The crc32 function outputs an unsigned 32-bit number, and the code tests if the CRC value is lower than the test_ratio times the maximum 32-bit number.

The & 0xffffffff mask is there only to ensure compatibility with Python 2 and 3. In Python 2 the same function could return a signed integer, in a range from -(2^31) to (2^31) - 1, masking this with the 0xffffffff mask normalises the value to a signed.

So basically, either version turns the identifier into an integer, and the hash is used to make that integer reasonably uniformly distributed in a range; for the MD5 hash that's the last byte making the value fall between 0 and 255, for the CRC32 checksum the value lies between 0 and (2^32)-1. This integer is then compared to the full range; if it falls below the test_ratio * maximum cut-off point it is considered selected.

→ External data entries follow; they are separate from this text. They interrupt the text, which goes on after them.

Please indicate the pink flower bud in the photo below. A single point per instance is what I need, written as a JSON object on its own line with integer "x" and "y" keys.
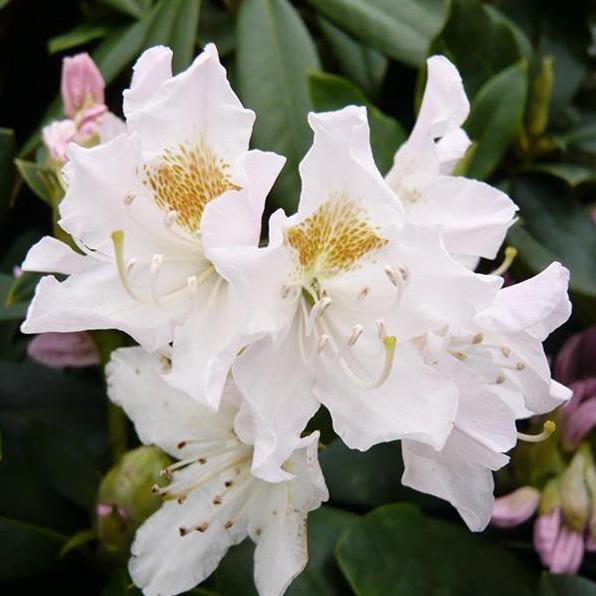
{"x": 568, "y": 552}
{"x": 82, "y": 84}
{"x": 516, "y": 507}
{"x": 546, "y": 532}
{"x": 59, "y": 350}
{"x": 580, "y": 417}
{"x": 56, "y": 137}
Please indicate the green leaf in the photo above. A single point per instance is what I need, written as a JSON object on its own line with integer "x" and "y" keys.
{"x": 401, "y": 29}
{"x": 321, "y": 576}
{"x": 80, "y": 35}
{"x": 330, "y": 92}
{"x": 26, "y": 548}
{"x": 480, "y": 43}
{"x": 496, "y": 118}
{"x": 572, "y": 174}
{"x": 9, "y": 310}
{"x": 43, "y": 182}
{"x": 397, "y": 551}
{"x": 7, "y": 171}
{"x": 565, "y": 585}
{"x": 363, "y": 480}
{"x": 184, "y": 35}
{"x": 275, "y": 51}
{"x": 364, "y": 66}
{"x": 133, "y": 8}
{"x": 557, "y": 227}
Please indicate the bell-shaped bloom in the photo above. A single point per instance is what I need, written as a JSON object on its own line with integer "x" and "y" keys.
{"x": 343, "y": 287}
{"x": 147, "y": 209}
{"x": 212, "y": 500}
{"x": 82, "y": 85}
{"x": 501, "y": 374}
{"x": 516, "y": 507}
{"x": 473, "y": 216}
{"x": 60, "y": 350}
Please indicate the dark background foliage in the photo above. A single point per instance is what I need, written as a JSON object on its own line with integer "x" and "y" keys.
{"x": 528, "y": 67}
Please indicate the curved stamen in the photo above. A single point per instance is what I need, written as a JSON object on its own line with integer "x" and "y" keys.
{"x": 510, "y": 254}
{"x": 548, "y": 429}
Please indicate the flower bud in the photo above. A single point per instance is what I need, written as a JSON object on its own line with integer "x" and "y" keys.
{"x": 125, "y": 499}
{"x": 568, "y": 552}
{"x": 516, "y": 507}
{"x": 82, "y": 84}
{"x": 575, "y": 500}
{"x": 59, "y": 350}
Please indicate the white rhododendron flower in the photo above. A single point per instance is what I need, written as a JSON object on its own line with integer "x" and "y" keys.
{"x": 502, "y": 374}
{"x": 212, "y": 501}
{"x": 473, "y": 217}
{"x": 344, "y": 287}
{"x": 147, "y": 209}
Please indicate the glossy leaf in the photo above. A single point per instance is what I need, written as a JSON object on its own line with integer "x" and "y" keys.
{"x": 565, "y": 585}
{"x": 401, "y": 29}
{"x": 275, "y": 51}
{"x": 330, "y": 92}
{"x": 80, "y": 35}
{"x": 364, "y": 66}
{"x": 496, "y": 118}
{"x": 397, "y": 551}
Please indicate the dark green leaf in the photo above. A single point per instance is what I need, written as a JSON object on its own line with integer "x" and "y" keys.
{"x": 364, "y": 480}
{"x": 496, "y": 118}
{"x": 26, "y": 549}
{"x": 557, "y": 227}
{"x": 565, "y": 585}
{"x": 402, "y": 29}
{"x": 397, "y": 551}
{"x": 80, "y": 35}
{"x": 364, "y": 66}
{"x": 330, "y": 92}
{"x": 480, "y": 43}
{"x": 184, "y": 34}
{"x": 7, "y": 171}
{"x": 275, "y": 51}
{"x": 43, "y": 182}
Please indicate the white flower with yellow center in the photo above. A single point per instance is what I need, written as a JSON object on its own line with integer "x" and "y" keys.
{"x": 343, "y": 287}
{"x": 473, "y": 216}
{"x": 212, "y": 501}
{"x": 502, "y": 374}
{"x": 146, "y": 210}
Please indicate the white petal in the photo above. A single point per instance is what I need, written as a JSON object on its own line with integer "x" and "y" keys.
{"x": 206, "y": 345}
{"x": 414, "y": 402}
{"x": 340, "y": 162}
{"x": 538, "y": 305}
{"x": 278, "y": 401}
{"x": 472, "y": 216}
{"x": 164, "y": 562}
{"x": 198, "y": 103}
{"x": 151, "y": 70}
{"x": 281, "y": 552}
{"x": 460, "y": 473}
{"x": 234, "y": 219}
{"x": 162, "y": 415}
{"x": 51, "y": 255}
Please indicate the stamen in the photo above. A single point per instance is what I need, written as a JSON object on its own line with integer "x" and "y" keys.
{"x": 510, "y": 254}
{"x": 548, "y": 429}
{"x": 357, "y": 331}
{"x": 118, "y": 242}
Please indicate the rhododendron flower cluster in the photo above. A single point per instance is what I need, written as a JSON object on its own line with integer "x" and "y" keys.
{"x": 364, "y": 301}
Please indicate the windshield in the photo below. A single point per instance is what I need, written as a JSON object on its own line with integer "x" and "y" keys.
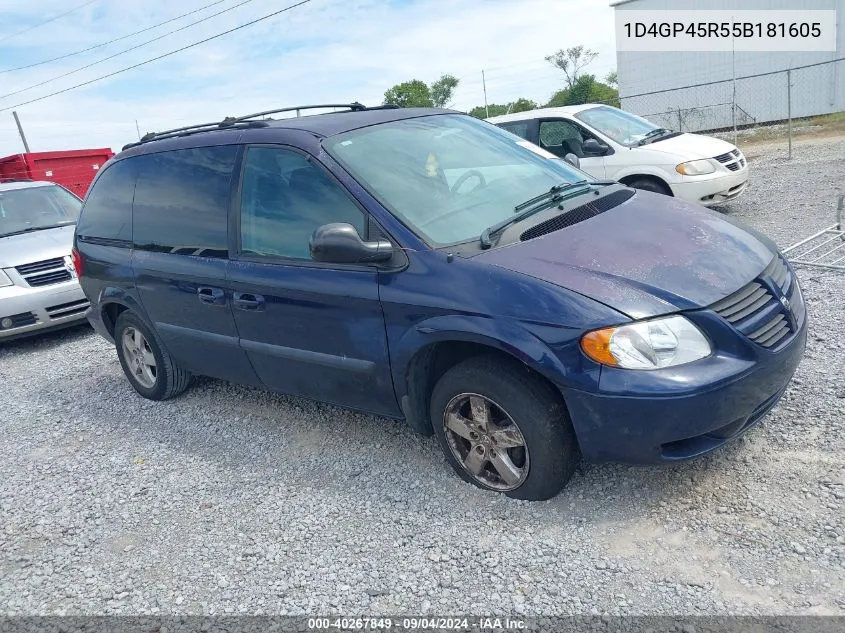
{"x": 448, "y": 177}
{"x": 623, "y": 127}
{"x": 34, "y": 208}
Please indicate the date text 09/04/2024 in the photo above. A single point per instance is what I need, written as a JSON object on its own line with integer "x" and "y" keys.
{"x": 417, "y": 624}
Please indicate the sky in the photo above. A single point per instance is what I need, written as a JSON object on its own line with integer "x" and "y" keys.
{"x": 325, "y": 51}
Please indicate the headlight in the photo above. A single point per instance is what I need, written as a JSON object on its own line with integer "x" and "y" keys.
{"x": 652, "y": 344}
{"x": 696, "y": 167}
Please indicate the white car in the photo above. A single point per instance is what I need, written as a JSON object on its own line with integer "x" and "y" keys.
{"x": 39, "y": 289}
{"x": 612, "y": 144}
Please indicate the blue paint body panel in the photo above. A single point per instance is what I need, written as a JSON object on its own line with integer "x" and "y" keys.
{"x": 348, "y": 335}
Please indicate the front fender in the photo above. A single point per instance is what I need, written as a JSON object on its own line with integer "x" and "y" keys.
{"x": 505, "y": 335}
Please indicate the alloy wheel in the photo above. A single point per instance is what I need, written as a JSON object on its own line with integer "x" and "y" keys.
{"x": 486, "y": 441}
{"x": 139, "y": 357}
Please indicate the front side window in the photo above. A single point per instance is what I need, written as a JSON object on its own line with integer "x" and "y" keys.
{"x": 520, "y": 129}
{"x": 37, "y": 208}
{"x": 563, "y": 137}
{"x": 182, "y": 201}
{"x": 448, "y": 177}
{"x": 623, "y": 127}
{"x": 107, "y": 212}
{"x": 284, "y": 198}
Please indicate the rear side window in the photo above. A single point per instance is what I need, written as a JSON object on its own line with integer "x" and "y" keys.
{"x": 107, "y": 212}
{"x": 182, "y": 201}
{"x": 285, "y": 197}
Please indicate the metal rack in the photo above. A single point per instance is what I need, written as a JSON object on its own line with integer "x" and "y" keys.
{"x": 825, "y": 249}
{"x": 248, "y": 120}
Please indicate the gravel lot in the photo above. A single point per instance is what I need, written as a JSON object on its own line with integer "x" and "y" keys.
{"x": 231, "y": 500}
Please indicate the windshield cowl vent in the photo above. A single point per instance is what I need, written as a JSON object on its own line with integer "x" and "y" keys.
{"x": 578, "y": 214}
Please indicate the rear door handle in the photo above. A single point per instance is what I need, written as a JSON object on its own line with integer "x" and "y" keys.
{"x": 248, "y": 301}
{"x": 211, "y": 296}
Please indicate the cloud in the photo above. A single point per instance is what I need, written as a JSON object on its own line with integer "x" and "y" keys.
{"x": 324, "y": 51}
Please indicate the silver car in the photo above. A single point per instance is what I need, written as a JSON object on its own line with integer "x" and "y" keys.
{"x": 39, "y": 289}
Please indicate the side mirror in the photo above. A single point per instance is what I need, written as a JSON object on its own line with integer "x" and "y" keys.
{"x": 339, "y": 243}
{"x": 592, "y": 147}
{"x": 573, "y": 160}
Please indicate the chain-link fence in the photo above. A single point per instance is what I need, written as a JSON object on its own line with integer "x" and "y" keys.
{"x": 746, "y": 103}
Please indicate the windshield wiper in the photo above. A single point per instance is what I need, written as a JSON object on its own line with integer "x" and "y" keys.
{"x": 658, "y": 132}
{"x": 30, "y": 229}
{"x": 528, "y": 208}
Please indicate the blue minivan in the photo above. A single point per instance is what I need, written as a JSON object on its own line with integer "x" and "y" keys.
{"x": 424, "y": 265}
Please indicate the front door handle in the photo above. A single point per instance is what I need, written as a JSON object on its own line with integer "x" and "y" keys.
{"x": 211, "y": 296}
{"x": 248, "y": 301}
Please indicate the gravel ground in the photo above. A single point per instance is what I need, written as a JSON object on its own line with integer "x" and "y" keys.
{"x": 231, "y": 500}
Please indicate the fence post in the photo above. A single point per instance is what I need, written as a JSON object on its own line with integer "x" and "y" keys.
{"x": 789, "y": 109}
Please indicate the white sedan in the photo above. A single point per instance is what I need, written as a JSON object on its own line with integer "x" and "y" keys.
{"x": 610, "y": 143}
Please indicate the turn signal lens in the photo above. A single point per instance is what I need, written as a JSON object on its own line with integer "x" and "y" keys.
{"x": 596, "y": 345}
{"x": 663, "y": 342}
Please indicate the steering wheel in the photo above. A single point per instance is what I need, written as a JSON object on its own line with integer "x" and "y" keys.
{"x": 482, "y": 182}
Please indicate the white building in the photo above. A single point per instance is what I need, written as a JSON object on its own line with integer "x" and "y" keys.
{"x": 648, "y": 80}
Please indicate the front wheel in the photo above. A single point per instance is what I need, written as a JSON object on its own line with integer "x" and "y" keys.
{"x": 147, "y": 365}
{"x": 503, "y": 428}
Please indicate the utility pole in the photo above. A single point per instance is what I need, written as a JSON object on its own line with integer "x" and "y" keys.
{"x": 20, "y": 130}
{"x": 484, "y": 83}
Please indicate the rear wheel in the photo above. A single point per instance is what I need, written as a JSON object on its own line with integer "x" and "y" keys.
{"x": 149, "y": 368}
{"x": 503, "y": 428}
{"x": 649, "y": 184}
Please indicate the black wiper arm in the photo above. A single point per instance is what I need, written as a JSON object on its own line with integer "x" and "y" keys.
{"x": 528, "y": 208}
{"x": 658, "y": 132}
{"x": 27, "y": 230}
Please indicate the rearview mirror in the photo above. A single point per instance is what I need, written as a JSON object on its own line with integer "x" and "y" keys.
{"x": 592, "y": 147}
{"x": 572, "y": 159}
{"x": 339, "y": 243}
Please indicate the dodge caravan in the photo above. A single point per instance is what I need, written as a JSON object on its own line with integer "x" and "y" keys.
{"x": 421, "y": 264}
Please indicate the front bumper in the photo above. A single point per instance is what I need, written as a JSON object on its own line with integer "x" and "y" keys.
{"x": 683, "y": 413}
{"x": 34, "y": 310}
{"x": 717, "y": 188}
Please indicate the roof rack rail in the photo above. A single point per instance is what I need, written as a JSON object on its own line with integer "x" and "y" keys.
{"x": 248, "y": 120}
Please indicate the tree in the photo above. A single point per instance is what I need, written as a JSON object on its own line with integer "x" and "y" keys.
{"x": 418, "y": 94}
{"x": 585, "y": 90}
{"x": 410, "y": 94}
{"x": 496, "y": 109}
{"x": 442, "y": 90}
{"x": 572, "y": 61}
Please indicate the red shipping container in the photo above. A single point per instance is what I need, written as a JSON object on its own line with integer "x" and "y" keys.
{"x": 73, "y": 169}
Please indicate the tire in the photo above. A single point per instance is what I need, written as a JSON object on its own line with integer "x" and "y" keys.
{"x": 510, "y": 396}
{"x": 649, "y": 184}
{"x": 159, "y": 382}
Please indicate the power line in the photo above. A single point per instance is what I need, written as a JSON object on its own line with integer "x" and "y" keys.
{"x": 132, "y": 48}
{"x": 47, "y": 21}
{"x": 117, "y": 39}
{"x": 153, "y": 59}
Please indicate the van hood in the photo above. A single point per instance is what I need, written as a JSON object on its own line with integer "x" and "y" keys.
{"x": 649, "y": 256}
{"x": 36, "y": 246}
{"x": 691, "y": 146}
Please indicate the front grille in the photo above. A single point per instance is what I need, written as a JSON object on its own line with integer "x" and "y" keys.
{"x": 44, "y": 273}
{"x": 67, "y": 309}
{"x": 757, "y": 310}
{"x": 729, "y": 159}
{"x": 20, "y": 320}
{"x": 578, "y": 214}
{"x": 39, "y": 267}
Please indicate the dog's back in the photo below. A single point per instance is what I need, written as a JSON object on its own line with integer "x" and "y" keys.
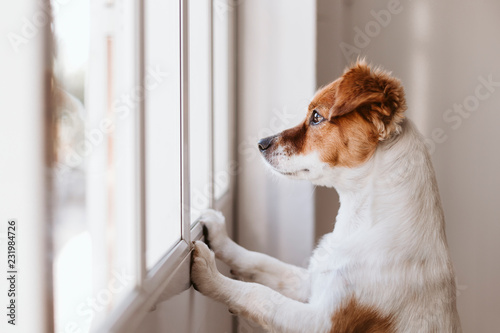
{"x": 387, "y": 260}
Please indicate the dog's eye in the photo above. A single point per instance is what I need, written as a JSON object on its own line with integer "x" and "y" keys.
{"x": 316, "y": 118}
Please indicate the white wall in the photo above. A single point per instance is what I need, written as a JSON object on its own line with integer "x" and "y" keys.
{"x": 440, "y": 49}
{"x": 24, "y": 163}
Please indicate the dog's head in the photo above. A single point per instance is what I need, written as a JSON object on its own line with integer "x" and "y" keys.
{"x": 345, "y": 122}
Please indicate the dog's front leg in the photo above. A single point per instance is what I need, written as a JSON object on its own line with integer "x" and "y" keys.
{"x": 258, "y": 303}
{"x": 289, "y": 280}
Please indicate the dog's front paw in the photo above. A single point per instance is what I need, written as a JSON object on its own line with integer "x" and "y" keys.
{"x": 204, "y": 274}
{"x": 214, "y": 229}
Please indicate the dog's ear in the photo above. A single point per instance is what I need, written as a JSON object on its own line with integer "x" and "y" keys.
{"x": 374, "y": 93}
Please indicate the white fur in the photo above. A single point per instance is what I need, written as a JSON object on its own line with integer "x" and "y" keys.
{"x": 388, "y": 249}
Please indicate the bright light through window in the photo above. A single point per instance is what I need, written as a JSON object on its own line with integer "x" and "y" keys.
{"x": 163, "y": 124}
{"x": 200, "y": 105}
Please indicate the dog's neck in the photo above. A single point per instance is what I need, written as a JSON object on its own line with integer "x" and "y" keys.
{"x": 395, "y": 187}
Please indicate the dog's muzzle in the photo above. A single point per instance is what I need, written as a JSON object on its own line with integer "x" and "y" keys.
{"x": 265, "y": 143}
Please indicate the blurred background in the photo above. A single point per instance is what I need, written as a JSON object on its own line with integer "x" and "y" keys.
{"x": 114, "y": 137}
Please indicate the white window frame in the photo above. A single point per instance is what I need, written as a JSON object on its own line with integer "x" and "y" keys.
{"x": 170, "y": 275}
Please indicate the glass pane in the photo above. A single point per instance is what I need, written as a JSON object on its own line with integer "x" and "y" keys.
{"x": 163, "y": 124}
{"x": 199, "y": 105}
{"x": 222, "y": 171}
{"x": 94, "y": 175}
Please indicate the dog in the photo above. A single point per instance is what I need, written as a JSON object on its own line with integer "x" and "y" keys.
{"x": 386, "y": 266}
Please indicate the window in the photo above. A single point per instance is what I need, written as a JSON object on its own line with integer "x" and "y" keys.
{"x": 143, "y": 142}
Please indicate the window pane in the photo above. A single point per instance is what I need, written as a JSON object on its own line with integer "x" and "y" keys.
{"x": 222, "y": 172}
{"x": 163, "y": 123}
{"x": 94, "y": 228}
{"x": 199, "y": 105}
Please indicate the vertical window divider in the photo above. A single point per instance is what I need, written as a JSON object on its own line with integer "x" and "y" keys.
{"x": 141, "y": 151}
{"x": 211, "y": 115}
{"x": 185, "y": 163}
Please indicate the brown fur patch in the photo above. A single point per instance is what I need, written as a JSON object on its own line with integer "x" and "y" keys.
{"x": 361, "y": 108}
{"x": 353, "y": 317}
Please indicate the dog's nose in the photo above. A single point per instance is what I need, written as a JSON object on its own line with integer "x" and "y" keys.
{"x": 265, "y": 143}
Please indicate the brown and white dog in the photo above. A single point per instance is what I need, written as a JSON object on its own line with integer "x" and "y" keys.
{"x": 386, "y": 266}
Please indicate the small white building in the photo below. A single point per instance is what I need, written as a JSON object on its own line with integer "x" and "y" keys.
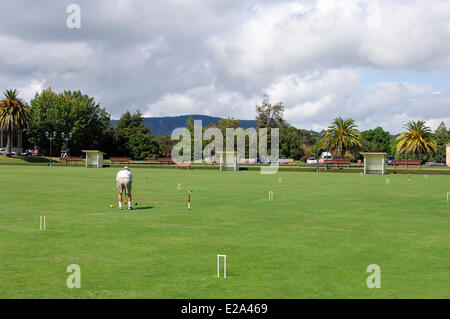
{"x": 228, "y": 161}
{"x": 374, "y": 162}
{"x": 94, "y": 158}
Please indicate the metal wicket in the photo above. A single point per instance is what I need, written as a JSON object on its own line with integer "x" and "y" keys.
{"x": 224, "y": 266}
{"x": 42, "y": 223}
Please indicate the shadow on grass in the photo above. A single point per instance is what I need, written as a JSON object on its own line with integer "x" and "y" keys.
{"x": 33, "y": 159}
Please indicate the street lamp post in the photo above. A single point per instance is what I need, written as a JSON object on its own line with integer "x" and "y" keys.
{"x": 50, "y": 137}
{"x": 66, "y": 138}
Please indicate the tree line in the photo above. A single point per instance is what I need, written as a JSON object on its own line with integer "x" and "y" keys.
{"x": 90, "y": 124}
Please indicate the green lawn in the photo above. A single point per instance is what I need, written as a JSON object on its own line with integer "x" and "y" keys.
{"x": 314, "y": 240}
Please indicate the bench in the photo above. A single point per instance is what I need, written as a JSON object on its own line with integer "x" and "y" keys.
{"x": 120, "y": 159}
{"x": 166, "y": 160}
{"x": 337, "y": 162}
{"x": 152, "y": 160}
{"x": 187, "y": 165}
{"x": 407, "y": 162}
{"x": 285, "y": 161}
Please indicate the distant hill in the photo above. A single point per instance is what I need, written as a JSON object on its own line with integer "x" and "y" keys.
{"x": 163, "y": 126}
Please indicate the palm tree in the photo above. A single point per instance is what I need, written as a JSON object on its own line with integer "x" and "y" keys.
{"x": 342, "y": 135}
{"x": 417, "y": 140}
{"x": 13, "y": 114}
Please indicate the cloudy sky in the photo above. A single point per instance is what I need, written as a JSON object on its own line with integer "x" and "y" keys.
{"x": 380, "y": 62}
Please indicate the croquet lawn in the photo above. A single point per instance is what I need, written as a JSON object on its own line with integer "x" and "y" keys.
{"x": 315, "y": 239}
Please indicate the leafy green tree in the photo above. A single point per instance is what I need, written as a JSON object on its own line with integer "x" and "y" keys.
{"x": 133, "y": 138}
{"x": 165, "y": 143}
{"x": 269, "y": 115}
{"x": 376, "y": 140}
{"x": 14, "y": 114}
{"x": 417, "y": 140}
{"x": 342, "y": 135}
{"x": 442, "y": 137}
{"x": 69, "y": 111}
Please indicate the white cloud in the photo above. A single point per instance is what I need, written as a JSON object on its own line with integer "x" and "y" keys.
{"x": 297, "y": 36}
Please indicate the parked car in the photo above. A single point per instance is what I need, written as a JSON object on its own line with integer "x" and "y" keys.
{"x": 3, "y": 151}
{"x": 389, "y": 160}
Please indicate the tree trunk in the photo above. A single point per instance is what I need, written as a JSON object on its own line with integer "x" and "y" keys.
{"x": 8, "y": 143}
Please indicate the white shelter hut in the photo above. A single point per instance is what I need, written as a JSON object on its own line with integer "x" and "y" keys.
{"x": 374, "y": 162}
{"x": 94, "y": 158}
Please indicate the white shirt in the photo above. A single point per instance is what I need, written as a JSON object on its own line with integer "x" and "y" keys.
{"x": 124, "y": 173}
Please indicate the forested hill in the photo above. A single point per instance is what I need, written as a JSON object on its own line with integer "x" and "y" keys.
{"x": 163, "y": 126}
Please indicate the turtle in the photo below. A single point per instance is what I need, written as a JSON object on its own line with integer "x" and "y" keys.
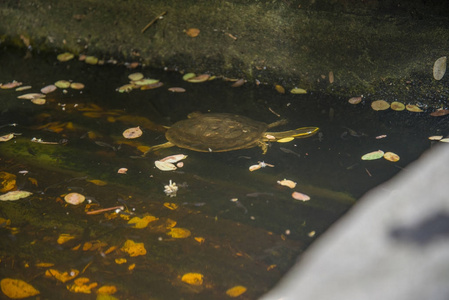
{"x": 220, "y": 132}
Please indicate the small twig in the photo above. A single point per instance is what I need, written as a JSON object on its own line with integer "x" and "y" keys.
{"x": 152, "y": 21}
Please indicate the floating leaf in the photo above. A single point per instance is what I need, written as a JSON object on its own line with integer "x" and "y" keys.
{"x": 193, "y": 278}
{"x": 133, "y": 248}
{"x": 77, "y": 85}
{"x": 440, "y": 112}
{"x": 280, "y": 89}
{"x": 300, "y": 196}
{"x": 177, "y": 90}
{"x": 64, "y": 238}
{"x": 142, "y": 222}
{"x": 391, "y": 156}
{"x": 397, "y": 106}
{"x": 188, "y": 76}
{"x": 31, "y": 96}
{"x": 285, "y": 140}
{"x": 192, "y": 32}
{"x": 171, "y": 206}
{"x": 91, "y": 60}
{"x": 6, "y": 137}
{"x": 74, "y": 198}
{"x": 179, "y": 233}
{"x": 355, "y": 100}
{"x": 10, "y": 85}
{"x": 439, "y": 68}
{"x": 135, "y": 76}
{"x": 373, "y": 155}
{"x": 39, "y": 101}
{"x": 413, "y": 108}
{"x": 298, "y": 91}
{"x": 81, "y": 285}
{"x": 380, "y": 105}
{"x": 14, "y": 195}
{"x": 62, "y": 84}
{"x": 286, "y": 182}
{"x": 63, "y": 277}
{"x": 132, "y": 133}
{"x": 107, "y": 290}
{"x": 199, "y": 78}
{"x": 236, "y": 291}
{"x": 7, "y": 182}
{"x": 164, "y": 166}
{"x": 173, "y": 158}
{"x": 17, "y": 289}
{"x": 48, "y": 89}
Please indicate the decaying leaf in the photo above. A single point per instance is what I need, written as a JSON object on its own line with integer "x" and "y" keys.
{"x": 63, "y": 277}
{"x": 391, "y": 156}
{"x": 373, "y": 155}
{"x": 413, "y": 108}
{"x": 14, "y": 195}
{"x": 355, "y": 100}
{"x": 236, "y": 291}
{"x": 288, "y": 183}
{"x": 74, "y": 198}
{"x": 142, "y": 222}
{"x": 397, "y": 106}
{"x": 298, "y": 91}
{"x": 17, "y": 289}
{"x": 81, "y": 285}
{"x": 133, "y": 248}
{"x": 380, "y": 105}
{"x": 439, "y": 68}
{"x": 300, "y": 196}
{"x": 164, "y": 166}
{"x": 193, "y": 278}
{"x": 440, "y": 113}
{"x": 132, "y": 133}
{"x": 179, "y": 233}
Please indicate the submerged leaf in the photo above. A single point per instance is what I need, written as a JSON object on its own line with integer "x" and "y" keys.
{"x": 17, "y": 289}
{"x": 439, "y": 68}
{"x": 373, "y": 155}
{"x": 193, "y": 278}
{"x": 236, "y": 291}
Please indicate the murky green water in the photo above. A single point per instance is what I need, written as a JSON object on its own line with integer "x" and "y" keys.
{"x": 250, "y": 242}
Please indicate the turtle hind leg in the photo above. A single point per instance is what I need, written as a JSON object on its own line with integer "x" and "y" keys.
{"x": 158, "y": 147}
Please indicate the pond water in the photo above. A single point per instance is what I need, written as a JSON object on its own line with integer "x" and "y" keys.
{"x": 226, "y": 227}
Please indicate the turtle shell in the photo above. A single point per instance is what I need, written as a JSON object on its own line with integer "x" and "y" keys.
{"x": 216, "y": 133}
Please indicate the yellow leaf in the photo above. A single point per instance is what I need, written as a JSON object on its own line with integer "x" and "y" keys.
{"x": 171, "y": 206}
{"x": 98, "y": 182}
{"x": 134, "y": 249}
{"x": 120, "y": 261}
{"x": 179, "y": 233}
{"x": 63, "y": 277}
{"x": 81, "y": 285}
{"x": 236, "y": 291}
{"x": 193, "y": 278}
{"x": 64, "y": 238}
{"x": 17, "y": 289}
{"x": 199, "y": 239}
{"x": 107, "y": 289}
{"x": 142, "y": 222}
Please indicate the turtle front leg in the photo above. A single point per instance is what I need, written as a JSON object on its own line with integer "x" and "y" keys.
{"x": 264, "y": 147}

You could also use a random function, but then you'd get a different subset of your input each time you picked a sample; by hashing the identifier you get to produce a consistent subset. The difference between the two methods is that they'll produce a different subset, so you could use both together to pick multiple, independent subsets from the same input.


>>> import numpy as np
>>> from zlib import crc32
>>> from hashlib import md5
>>> import random
>>> identifier = np.int64(random.randrange(2**63))
>>> md5(identifier).digest()[-1]
>>> md5(identifier).digest()[-1] / 256  # as a ratio of the full range
>>> crc32(identifier)
>>> crc32(identifier) / (2 ** 32)   # ratio again
>>> identifier = np.int64(random.randrange(2**63))  # different id to compare
>>> md5(identifier).digest()[-1] / 256  # as a ratio of the full range
>>> crc32(identifier) / (2 ** 32)   # ratio again

So the two different methods produce different outputs, but as long as the CRC32 and MD5 hashes produce reasonably uniformly distributed hash values, then either will give you a fair 20% sampling rate.